Enabling the econometric analysis of policy interventions
Submitting Institution
Heriot-Watt UniversityUnit of Assessment
Business and Management StudiesSummary Impact Type
TechnologicalResearch Subject Area(s)
Mathematical Sciences: Statistics
Economics: Applied Economics, Econometrics
Summary of the impact
The research created programs for the Stata statistical software
environment that are used by thousands of researchers in economics and
other fields around the world in academia, the private sector, government
and quasi-governmental organisations, with approximately 400,000 downloads
in the REF 2014 period. The core programs enable researchers to rigorously
analyse the causal impact of a policy in settings where an experiment is
infeasible and for experiments where take-up of treatment is incomplete,
i.e. for the settings in which the vast majority of empirical work is
done. The programmes are used to analyse complex data to establish causal
links across a broad range of policy areas.
Underpinning research
Research in the area of econometrics in the past 30 years has moved very
quickly. Many advances have proven to be very useful for applied research.
An important obstacle to wide adoption of these techniques has been the
availability of new estimation and testing methods in
commercially-available software packages. Such techniques are typically
not introduced by commercial providers until the technique is generally
accepted. Implementation of these sophisticated techniques in a software
environment is, moreover, a challenging exercise that itself requires a
substantial research investment.
Instrumental variables (IV) estimators have followed this pattern. They
are widely used by economists and other empirical researchers when the
econometric problem of endogeneity is present. Endogeneity means that
standard methods of estimating the causal impact of a policy cannot be
used because the policy or "treatment" is non-random. The importance of
the problem, and the centrality of IV methods in addressing them, is
reflected in the substantial coverage given to IV estimation and its
generalisation, the Generalised Method of Moments (GMM), in undergraduate
and especially graduate econometrics textbooks. But because developments
in the theory of IV estimation have been rapid, availability of
cutting-edge methods has been patchy, and many recent advances are simply
unavailable to empirical researchers who wish to make use of them.
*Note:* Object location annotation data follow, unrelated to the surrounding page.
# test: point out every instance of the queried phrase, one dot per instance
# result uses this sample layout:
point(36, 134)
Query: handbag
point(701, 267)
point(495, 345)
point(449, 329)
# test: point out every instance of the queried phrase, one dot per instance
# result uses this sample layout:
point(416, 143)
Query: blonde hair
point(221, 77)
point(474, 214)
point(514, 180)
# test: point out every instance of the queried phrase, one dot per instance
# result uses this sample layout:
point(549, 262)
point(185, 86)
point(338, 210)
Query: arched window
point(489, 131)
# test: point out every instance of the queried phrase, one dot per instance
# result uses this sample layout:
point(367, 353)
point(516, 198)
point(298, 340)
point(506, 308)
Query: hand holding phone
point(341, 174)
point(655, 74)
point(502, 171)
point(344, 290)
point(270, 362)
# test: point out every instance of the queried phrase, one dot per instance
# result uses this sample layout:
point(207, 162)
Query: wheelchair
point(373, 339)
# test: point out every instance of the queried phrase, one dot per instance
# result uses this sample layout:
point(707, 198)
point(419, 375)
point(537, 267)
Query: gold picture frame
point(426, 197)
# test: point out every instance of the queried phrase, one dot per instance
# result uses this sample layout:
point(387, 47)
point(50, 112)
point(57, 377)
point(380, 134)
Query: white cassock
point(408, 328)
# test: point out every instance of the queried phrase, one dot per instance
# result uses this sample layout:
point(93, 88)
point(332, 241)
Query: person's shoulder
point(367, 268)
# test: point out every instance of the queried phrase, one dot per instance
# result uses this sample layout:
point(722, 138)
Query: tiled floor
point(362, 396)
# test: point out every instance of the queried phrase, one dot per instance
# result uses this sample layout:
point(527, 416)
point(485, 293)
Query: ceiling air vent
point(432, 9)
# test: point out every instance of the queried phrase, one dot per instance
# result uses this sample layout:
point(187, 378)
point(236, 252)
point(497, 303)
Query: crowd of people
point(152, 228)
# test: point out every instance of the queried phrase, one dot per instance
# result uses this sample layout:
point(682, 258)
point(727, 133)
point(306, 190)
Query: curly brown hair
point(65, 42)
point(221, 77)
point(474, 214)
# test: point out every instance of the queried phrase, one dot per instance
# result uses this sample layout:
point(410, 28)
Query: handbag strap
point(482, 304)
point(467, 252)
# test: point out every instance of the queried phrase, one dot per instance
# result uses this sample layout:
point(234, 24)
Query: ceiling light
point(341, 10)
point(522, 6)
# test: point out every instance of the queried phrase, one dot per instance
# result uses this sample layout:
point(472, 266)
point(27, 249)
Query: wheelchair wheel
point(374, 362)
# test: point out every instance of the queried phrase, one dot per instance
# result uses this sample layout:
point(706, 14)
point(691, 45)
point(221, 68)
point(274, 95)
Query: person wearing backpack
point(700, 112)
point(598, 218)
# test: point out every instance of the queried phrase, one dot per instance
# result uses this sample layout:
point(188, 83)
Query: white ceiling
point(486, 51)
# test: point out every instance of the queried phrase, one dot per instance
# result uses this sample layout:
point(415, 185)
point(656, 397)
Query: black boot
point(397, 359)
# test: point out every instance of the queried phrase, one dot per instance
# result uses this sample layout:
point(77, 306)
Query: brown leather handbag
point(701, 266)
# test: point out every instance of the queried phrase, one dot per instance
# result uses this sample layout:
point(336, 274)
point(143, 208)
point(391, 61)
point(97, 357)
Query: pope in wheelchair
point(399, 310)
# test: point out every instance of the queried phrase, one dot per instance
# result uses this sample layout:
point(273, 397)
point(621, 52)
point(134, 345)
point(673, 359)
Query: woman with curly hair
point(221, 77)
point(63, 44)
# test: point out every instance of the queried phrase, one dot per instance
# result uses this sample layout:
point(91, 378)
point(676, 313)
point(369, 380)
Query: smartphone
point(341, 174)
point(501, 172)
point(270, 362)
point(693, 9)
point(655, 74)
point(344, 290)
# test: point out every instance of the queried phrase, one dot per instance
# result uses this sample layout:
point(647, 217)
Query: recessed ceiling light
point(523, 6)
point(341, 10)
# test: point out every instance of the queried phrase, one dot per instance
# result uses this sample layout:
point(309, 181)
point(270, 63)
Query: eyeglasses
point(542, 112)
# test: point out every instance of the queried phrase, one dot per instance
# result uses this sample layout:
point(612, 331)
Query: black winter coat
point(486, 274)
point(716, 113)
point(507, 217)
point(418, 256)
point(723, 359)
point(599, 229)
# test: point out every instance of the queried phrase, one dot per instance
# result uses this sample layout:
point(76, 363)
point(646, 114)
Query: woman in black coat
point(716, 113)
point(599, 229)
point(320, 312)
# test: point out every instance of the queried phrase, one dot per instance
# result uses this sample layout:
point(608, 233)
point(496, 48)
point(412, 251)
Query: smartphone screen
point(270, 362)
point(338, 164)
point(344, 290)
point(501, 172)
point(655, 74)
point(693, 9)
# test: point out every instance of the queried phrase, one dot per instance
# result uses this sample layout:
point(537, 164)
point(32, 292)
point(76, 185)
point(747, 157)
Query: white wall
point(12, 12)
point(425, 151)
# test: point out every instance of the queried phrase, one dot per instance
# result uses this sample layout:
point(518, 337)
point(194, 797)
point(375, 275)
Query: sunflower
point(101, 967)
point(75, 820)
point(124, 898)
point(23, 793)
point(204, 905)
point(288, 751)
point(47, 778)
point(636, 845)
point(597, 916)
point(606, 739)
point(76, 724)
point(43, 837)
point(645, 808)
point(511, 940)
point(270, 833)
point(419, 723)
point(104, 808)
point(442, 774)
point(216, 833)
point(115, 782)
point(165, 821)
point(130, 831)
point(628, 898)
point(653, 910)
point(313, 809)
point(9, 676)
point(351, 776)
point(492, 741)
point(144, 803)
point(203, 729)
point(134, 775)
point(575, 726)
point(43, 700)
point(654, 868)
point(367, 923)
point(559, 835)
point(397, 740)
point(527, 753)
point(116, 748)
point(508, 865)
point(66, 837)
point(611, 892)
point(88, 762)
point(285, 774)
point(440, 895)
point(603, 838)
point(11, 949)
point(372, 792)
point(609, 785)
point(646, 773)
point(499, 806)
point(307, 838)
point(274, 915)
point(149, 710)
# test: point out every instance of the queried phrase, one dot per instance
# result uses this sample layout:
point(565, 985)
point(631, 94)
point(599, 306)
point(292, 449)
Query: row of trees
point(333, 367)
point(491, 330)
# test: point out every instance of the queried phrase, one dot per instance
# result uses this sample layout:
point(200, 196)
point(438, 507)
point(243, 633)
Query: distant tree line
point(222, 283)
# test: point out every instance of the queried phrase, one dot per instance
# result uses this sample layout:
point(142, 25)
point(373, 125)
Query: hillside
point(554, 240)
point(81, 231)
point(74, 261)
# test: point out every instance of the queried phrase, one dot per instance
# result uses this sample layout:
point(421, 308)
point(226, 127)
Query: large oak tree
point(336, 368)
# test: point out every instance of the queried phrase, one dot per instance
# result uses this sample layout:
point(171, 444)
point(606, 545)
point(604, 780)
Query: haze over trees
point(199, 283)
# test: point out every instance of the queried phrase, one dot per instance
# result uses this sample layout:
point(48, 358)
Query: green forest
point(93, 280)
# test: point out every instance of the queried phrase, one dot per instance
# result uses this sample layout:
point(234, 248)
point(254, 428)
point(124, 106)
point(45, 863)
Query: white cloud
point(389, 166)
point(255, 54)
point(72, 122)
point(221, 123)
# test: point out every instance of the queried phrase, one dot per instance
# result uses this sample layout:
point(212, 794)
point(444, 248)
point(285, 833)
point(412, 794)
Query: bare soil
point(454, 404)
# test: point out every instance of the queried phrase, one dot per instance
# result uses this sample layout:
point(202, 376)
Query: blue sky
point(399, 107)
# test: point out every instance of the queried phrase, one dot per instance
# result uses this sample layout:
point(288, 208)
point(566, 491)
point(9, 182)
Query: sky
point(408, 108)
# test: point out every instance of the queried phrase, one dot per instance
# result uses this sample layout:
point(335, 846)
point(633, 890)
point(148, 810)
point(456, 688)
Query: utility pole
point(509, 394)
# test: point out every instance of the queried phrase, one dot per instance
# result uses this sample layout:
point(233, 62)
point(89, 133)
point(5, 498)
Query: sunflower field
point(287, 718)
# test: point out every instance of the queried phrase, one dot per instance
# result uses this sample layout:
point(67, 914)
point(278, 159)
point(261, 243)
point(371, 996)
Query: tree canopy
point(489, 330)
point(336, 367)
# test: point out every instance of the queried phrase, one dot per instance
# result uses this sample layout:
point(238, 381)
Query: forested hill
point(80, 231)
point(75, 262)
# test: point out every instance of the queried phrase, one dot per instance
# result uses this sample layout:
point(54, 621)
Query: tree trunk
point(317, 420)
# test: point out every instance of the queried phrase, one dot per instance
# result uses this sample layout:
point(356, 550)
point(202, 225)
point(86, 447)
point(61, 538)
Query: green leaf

Starting in 2003, Schaffer, working primarily in collaboration with
Christopher Baum (Boston College) and also with Steven Stillman
(University of Otago, New Zealand) and Frank Kleibergen (Brown University)
amongst others, developed and implemented a comprehensive set of IV/GMM
estimation and testing procedures for the Stata statistical software
package. These routines include single-equation and panel data IV/GMM
estimation, robust covariance estimation (heteroskedastic, autocorrelation
and 1- and 2-way cluster-robust), specification tests for IV estimation
(heteroskedasticity, autocorrelation, RESET, overidentification,
endogeneity, weak identification), and weak-instrument-robust inference.
These procedures brought the range of methods available to researchers
working in the Stata environment to the frontier of econometric
"best-practice". The capabilities of the software and the range of
packages haven been and continue to be regularly extended; recent examples
are the facilities for weak-instrument-robust inference, the introduction
of 2-way cluster-robust covariance estimation (a technique that was
published in the econometric literature only several years ago) and IV
estimation using heteroskedasticity-based instruments (the core theory for
which was published only in 2012).
References to the research
[1] Schaffer, M. E., Baum, C., Finlay, K., Kleibergen, F., Magnusson, L.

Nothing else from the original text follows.